Do I have a point? Don't know if I do, actually. I realize that it's really only my perception here and that everyone sees everyone else differently. Perhaps I need to fine-tune my "inner beauty" radar. And perhaps The Enemy has scores of friends and dates I don't know about and is well liked by an entirely different set of people. Then again, perhaps not. Maybe the point is that, with some "friends," who needs enemies?

Another point might be: The Enemy, I'm glad to say, is an exception to the rule. I suppose today's post is really just a way of saying thank you to all of those women I know who possess true, inner beauty. It certainly reflects on the outside. A smile is the most attractive thing you can carry with you, and you show it. You're better people than those who do not possess it, and you're a lot more fun to be around, too.

Thursday, January 2, 2014

Clean Slate

I love the whole Halloween to New Year's stretch of the calendar. It's my favorite time of the year.

Why limit a favorite holiday to just one holiday? Halloween, Thanksgiving, Christmas, New Year's Eve, Festivusthey're all fantastic. I enjoy each and every one when its turn comes around, and I also enjoy the time spent with family members and good friends.

There is a certain sense of letdown upon waking up on January 1, to be sure. The hangover for the last great party (or parties) of the year that was, however you chose to celebrate, is about to begin, and there is also the very real sense that my next "favorite time of the year" won't begin for about another nine months or so. But there is also something about the New Year that brings a sense of "clean slate" with it.

It's almost like that blog post you wrote in a moment of utter loneliness and/or frustration two days ago never even happened!

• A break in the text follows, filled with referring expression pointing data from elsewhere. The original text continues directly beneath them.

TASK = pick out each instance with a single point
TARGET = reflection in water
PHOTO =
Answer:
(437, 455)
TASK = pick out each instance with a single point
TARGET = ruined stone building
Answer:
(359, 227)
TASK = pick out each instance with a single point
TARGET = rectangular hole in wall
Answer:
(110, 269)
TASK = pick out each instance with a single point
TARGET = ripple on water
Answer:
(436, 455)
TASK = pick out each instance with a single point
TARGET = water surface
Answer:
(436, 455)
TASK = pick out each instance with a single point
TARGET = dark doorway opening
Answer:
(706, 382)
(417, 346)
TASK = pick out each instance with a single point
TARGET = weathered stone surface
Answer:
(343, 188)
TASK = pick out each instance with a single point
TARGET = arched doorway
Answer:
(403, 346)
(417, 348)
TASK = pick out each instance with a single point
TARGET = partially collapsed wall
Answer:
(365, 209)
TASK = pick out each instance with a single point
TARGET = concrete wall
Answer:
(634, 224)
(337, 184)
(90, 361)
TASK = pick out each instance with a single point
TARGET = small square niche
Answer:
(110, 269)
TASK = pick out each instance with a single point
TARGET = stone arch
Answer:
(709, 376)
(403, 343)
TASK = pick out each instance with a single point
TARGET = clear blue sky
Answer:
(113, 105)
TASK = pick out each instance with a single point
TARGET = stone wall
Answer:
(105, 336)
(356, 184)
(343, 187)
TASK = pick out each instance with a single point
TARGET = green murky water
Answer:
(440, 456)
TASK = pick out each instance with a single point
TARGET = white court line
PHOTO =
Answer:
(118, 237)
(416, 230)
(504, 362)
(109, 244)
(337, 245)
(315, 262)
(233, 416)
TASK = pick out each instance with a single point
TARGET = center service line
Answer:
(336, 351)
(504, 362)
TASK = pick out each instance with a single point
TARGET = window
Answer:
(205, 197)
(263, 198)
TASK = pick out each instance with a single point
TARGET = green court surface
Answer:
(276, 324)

Admittedly, 2013 was not the greatest year for many people I know, and they are glad to see it go. For me, it was, well . . . good and bad both. It was a year like many other years, in other words.

I am one who makes New Year's resolutions but who also ends up breaking them far more often than I keep them. Even so, I still a fan of the idea of self-improvement and of setting new goals. I have one for 2014 that I began to work on yesterday. I won't go into the details of it right now, but one of my siblings is helping me out, and we're going to try to keep each other accountable for our goals.

Additionally, I believe the concept of a clean slate is a gospel principle. Each Sunday when we take the sacrament, we're recommitting ourselves to follow Christ, to repent and try to improve upon our shortcomings, and to be a better person than we were the week before. It's one of my favorite things about the gospel and my faith. And it's something that's available 52 weeks a year rather than during a three-month span (well, 48 really, if you take away general conference and stake conference).

Another great thing about slates: breaking them over the head of Gilbert Blythe at school!

Unless movies and TV have lied to me.